OCR MEI S3 (Statistics 3) 2013 January

1 A certain industrial process requires a supply of water. It has been found that, for best results, the mean water pressure in suitable units should be 7.8. The water pressure is monitored by taking measurements at regular intervals. On a particular day, a random sample of the measurements is as follows. $$\begin{array} { l l l l l l l l l } 7.50 & 7.64 & 7.68 & 7.51 & 7.70 & 7.85 & 7.34 & 7.72 & 7.74 \end{array}$$ These data are to be used to carry out a hypothesis test concerning the mean water pressure.

1. Why is a test based on the Normal distribution not appropriate in this case?
2. What distributional assumption is needed for a test based on the \(t\) distribution?
3. Carry out a \(t\) test, with a \(2 \%\) level of significance, to see whether it is reasonable to assume that the mean pressure is 7.8 .
4. Explain what is meant by a \(95 \%\) confidence interval.
5. Find a \(95 \%\) confidence interval for the actual mean water pressure.

2 A particular species of reed that grows up to 2 metres in length is used for thatching. The lengths in metres of the reeds when harvested are modelled by the random variable \(X\) which has the following probability density function, \(\mathrm { f } ( x )\). $$f ( x ) = \begin{cases} \frac { 3 } { 16 } \left( 4 x - x ^ { 2 } \right) & \text { for } 0 \leqslant x \leqslant 2
0 & \text { elsewhere } \end{cases}$$

1. Sketch \(\mathrm { f } ( x )\).
2. Show that \(\mathrm { E } ( X ) = \frac { 5 } { 4 }\) and find the standard deviation of the lengths of the harvested reeds.
3. Find the standard error of the mean length for a random sample of 100 reeds. Once the harvested reeds have been collected, any that are shorter than 1 metre are discarded.
4. Find the proportion of reeds that should be discarded according to the model.
5. Reeds are harvested from a large area which is divided into several reed beds. A sample of the harvested reeds is required for quality control. How might the method of cluster sampling be used to obtain it?

3 In the manufacture of child car seats, a resin made up of three ingredients is used. The ingredients are two polymers and an impact modifier. The resin is prepared in batches. Each ingredient is supplied by a separate feeder and the amount supplied to each batch, in kg, is assumed to be Normally distributed with mean and standard deviation as shown in the table below. The three feeders are also assumed to operate independently of each other.

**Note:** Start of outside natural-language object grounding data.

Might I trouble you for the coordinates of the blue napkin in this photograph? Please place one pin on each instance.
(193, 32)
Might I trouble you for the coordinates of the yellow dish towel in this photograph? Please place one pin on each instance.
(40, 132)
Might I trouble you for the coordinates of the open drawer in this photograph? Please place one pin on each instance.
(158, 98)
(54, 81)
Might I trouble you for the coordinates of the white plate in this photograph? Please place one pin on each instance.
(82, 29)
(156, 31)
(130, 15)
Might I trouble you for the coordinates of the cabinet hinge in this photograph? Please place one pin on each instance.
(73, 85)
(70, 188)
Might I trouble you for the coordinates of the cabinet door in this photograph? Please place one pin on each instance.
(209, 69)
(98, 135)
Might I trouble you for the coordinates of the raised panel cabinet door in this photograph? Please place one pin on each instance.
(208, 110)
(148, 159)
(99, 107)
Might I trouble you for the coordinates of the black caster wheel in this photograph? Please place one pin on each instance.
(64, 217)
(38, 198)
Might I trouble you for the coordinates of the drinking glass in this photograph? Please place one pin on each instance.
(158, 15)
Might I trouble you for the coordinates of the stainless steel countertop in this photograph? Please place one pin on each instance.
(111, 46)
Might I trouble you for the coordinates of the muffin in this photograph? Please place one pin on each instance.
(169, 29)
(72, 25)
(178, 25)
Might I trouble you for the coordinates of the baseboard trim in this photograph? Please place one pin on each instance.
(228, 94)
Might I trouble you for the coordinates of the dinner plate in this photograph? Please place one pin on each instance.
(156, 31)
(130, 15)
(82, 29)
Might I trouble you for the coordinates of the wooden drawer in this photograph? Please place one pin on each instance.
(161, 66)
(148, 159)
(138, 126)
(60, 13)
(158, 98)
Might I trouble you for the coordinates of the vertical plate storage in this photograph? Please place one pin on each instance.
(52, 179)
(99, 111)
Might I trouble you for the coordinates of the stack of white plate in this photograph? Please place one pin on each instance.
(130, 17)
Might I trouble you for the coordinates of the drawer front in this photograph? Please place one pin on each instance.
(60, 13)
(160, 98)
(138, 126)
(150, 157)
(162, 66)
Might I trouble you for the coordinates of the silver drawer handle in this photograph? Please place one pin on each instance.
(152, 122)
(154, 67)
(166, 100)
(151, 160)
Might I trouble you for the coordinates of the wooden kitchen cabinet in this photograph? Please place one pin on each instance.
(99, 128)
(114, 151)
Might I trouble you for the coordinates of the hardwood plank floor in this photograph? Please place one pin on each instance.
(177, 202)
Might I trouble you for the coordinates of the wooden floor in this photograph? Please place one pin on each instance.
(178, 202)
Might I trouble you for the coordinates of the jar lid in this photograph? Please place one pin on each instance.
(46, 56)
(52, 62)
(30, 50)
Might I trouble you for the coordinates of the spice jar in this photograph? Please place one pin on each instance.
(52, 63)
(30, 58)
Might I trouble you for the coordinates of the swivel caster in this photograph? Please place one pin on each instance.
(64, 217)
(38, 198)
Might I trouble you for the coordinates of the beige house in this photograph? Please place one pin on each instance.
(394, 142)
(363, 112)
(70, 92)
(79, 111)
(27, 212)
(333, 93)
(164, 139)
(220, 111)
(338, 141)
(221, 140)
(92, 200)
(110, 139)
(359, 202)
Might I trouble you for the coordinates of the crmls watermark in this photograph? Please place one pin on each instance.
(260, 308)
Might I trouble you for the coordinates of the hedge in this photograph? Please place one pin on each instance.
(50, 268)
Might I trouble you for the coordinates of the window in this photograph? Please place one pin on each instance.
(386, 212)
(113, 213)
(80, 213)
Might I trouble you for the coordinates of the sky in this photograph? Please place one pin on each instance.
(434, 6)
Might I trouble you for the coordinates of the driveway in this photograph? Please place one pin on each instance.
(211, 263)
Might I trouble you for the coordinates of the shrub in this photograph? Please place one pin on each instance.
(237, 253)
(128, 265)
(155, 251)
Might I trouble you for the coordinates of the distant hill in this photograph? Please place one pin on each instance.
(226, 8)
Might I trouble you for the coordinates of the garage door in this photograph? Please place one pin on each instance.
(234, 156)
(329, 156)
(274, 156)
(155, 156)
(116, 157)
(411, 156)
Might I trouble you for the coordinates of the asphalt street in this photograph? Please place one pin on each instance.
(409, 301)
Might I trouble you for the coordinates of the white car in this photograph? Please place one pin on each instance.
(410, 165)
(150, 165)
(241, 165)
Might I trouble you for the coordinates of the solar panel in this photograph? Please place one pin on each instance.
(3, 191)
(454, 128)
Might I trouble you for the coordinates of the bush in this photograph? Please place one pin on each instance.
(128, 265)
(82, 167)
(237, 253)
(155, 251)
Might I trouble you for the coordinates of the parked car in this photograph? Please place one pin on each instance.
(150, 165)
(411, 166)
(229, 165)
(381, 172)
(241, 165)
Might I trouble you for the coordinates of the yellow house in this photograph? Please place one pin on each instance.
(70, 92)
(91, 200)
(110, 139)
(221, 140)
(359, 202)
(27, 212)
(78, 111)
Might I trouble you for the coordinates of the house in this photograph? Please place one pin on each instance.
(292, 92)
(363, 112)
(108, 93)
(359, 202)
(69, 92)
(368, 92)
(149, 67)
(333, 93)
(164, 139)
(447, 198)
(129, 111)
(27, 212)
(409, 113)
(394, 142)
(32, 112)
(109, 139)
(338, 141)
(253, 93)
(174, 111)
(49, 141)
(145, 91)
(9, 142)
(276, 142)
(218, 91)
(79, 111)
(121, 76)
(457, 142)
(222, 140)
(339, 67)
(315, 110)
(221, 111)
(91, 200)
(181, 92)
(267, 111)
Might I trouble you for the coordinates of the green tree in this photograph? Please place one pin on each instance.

1. Find the probability that, in a randomly chosen batch of resin, there is no more than 2100 kg of polymer 1.
2. Find the probability that, in a randomly chosen batch of resin, the amount of polymer 1 exceeds the amount of polymer 2 by at least 400 kg .
3. Find the value of \(b\) such that the total amount of the ingredients in a randomly chosen batch exceeds \(b \mathrm {~kg} 95 \%\) of the time.
4. Polymer 1 costs \(\pounds 1.20\) per kg, polymer 2 costs \(\pounds 1.30\) per kg and the impact modifier costs \(\pounds 0.80\) per kg. Find the mean and variance of the total cost of a batch of resin.
5. Each batch of resin is used to make a large number of car seats from which a random sample of 50 seats is selected in order that the tensile strength (in suitable units) of the resin can be measured. From one such sample, the \(99 \%\) confidence interval for the true mean tensile strength of the resin in that batch was calculated as \(( 123.72,127.38 )\). Find the mean and standard deviation of the sample.

4

1. At a college, two examiners are responsible for marking, independently, the students' projects. Each examiner awards a mark out of 100 to each project. There is some concern that the examiners' marks do not agree, on average. Consequently a random sample of 12 projects is selected and the marks awarded to them are compared.
   1. Describe how a random sample of projects should be chosen.
   2. The marks given for the projects in the sample are as follows.

      Project	1	2	3	4	5	6	7	8	9	10	11	12
      Examiner A	58	37	72	78	67	77	62	41	80	60	65	70
      Examiner B	73	47	74	71	78	96	54	27	97	73	60	66

      Carry out a test at the \(10 \%\) level of significance of the hypotheses \(\mathrm { H } _ { 0 } : m = 0 , \mathrm { H } _ { 1 } : m \neq 0\), where \(m\) is the population median difference.
2. A calculator has a built-in random number function which can be used to generate a list of random digits. If it functions correctly then each digit is equally likely to be generated. When it was used to generate 100 random digits, the frequencies of the digits were as follows.

   Digit	0	1	2	3	4	5	6	7	8	9
   Frequency	6	8	11	14	12	9	15	5	14	6

   Use a goodness of fit test, with a significance level of \(10 \%\), to investigate whether the random number function is generating digits with equal probability.